BUT BEAUTIFUL by Geoff Dyer (Abacus; #7.99)

Three rousing cheers and a chorus of My Funny Valentine for this reprint of one of the few truly imaginative (as opposed to merely informative or worthy) books ever written about jazz. It's a collection of boldly fictionalised vignettes from the lives of the (mostly modern) greats, some of them based on things that really happened (like poor lost boy Chet Baker getting his teeth, a trumpet player's greatest asset next to his lip, knocked out in a brawl), others expanded into apocryphal epiphanies from nothing more than the look of an old photograph. How truthfully Dyer really gets inside the heads of his heroes is debatable - he's first and foremost a fan, not a biographer - but as a work of art the important thing is that it should feel true, and it surely does. It's fashionable to knock the elegiacally romantic image of the jazz life, but for Dyer it's emotionally and ideologically inseparable

from the music: for him, a man who could live a regular life could never mine this great sad music out of his soul. Blue, but beautiful.

BLEEDING LONDON by Geoff Nicholson (Indigo; #5.99)

Not since William Wordsworth stumbled across the Pathetic Fallacy have English writers been so obsessed with that very English thing, talking about the weather, as they seem to be today: for moody young dirty-realists like Geoff Nicholson, it's always raining in their hearts, and their characters do their crying in the rain. What are all these brooding paragraphs on the surly, ominous London weather for? Two reasons, I think: Martin Amisolatry, and even more, that ridiculously self-limiting modern fashion for making the novel as much like a film as possible. This essay in lowlife gloom deserves to be more like a novel, and less dictatorially visual, because it could have been a very good novel indeed. The central conceit of a hero determined to walk every street in the city before he dies takes us into the psycho-geographical depths of excellent writers like Iain Sinclair and Peter Ackroyd,

and there's an eerie pathos at work reminiscent of the early London novels of Angela Carter. Better than the run of its particular mill, but frustratingly recognisable as part of it, too.

KING CON by Stephen J Cannell (Michael Joseph; #9.99)

Fans of Quentin Tarantino, Damon Runyon and David Mamet should enjoy this slightly coarse but exhilaratingly energetic American comedy-thriller: it's got the crackerjack black-comedy violence of the first, the extravagant characterisation of the second and the viciously uncoiling Chinese-boxes plotting of Mamet's classic con-game movie House of Games. That makes two cinematic influences to one literary, which is no surprise once you know that Stephen J Cannell has been knocking out all kinds of movie scripts since the 1970s, and his day job shows through strongly in this novel's preference for dialogue over narrative and action over introspection.
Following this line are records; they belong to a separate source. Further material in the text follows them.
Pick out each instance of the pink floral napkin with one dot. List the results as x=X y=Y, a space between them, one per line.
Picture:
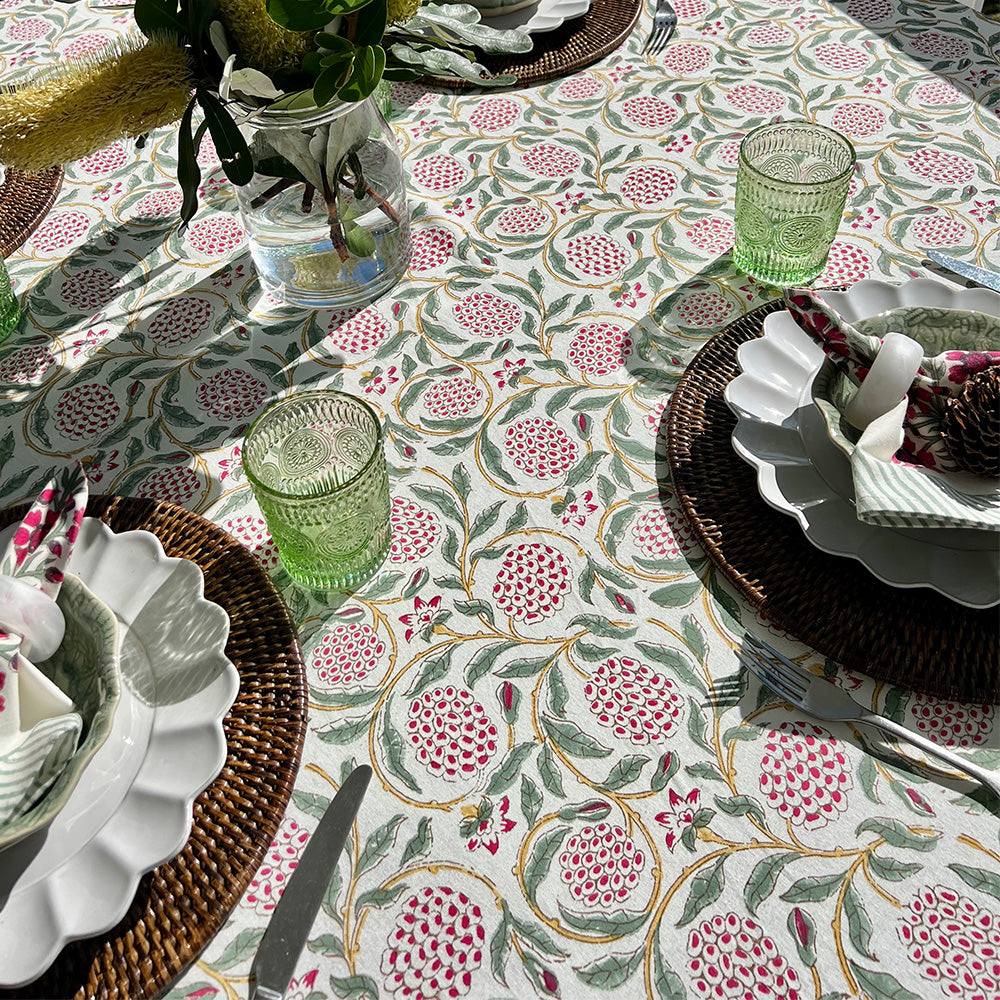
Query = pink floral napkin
x=39 y=730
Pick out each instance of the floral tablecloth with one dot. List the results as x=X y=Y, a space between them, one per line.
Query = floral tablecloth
x=577 y=791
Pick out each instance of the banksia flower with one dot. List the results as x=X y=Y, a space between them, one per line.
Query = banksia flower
x=129 y=89
x=260 y=42
x=400 y=11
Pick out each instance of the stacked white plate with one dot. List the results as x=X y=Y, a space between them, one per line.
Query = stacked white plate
x=131 y=809
x=802 y=473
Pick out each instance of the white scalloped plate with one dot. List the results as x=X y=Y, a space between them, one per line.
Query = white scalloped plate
x=545 y=15
x=131 y=810
x=801 y=472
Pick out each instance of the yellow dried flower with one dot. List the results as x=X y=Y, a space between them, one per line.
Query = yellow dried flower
x=260 y=42
x=400 y=11
x=127 y=89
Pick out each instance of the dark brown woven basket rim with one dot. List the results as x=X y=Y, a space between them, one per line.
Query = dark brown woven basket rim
x=180 y=905
x=575 y=44
x=25 y=200
x=912 y=637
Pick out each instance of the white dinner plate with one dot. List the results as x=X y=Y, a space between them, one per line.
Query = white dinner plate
x=131 y=810
x=780 y=432
x=545 y=15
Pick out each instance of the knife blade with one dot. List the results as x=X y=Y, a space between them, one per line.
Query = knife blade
x=974 y=273
x=292 y=919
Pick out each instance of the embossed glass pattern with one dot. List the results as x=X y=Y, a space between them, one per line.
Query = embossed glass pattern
x=317 y=467
x=790 y=194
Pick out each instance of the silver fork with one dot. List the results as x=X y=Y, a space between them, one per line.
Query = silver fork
x=664 y=23
x=826 y=701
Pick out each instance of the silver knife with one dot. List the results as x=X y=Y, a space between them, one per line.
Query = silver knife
x=293 y=917
x=975 y=274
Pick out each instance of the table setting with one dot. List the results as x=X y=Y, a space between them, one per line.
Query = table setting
x=500 y=500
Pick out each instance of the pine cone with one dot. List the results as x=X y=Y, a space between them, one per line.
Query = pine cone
x=971 y=424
Yet despite the ferocious speed and momentum Cannell develops in pushing the story (a road-movie construction about Beano X, a golden-hearted grifter who enlists the help of a female FBI agent to help him take a suitable revenge on the New Jersey

mob boss who murdered his cousin) from one fraught situation to another, there's always time to relish the atmosphere of the ancient art of confidence. Not bad at all.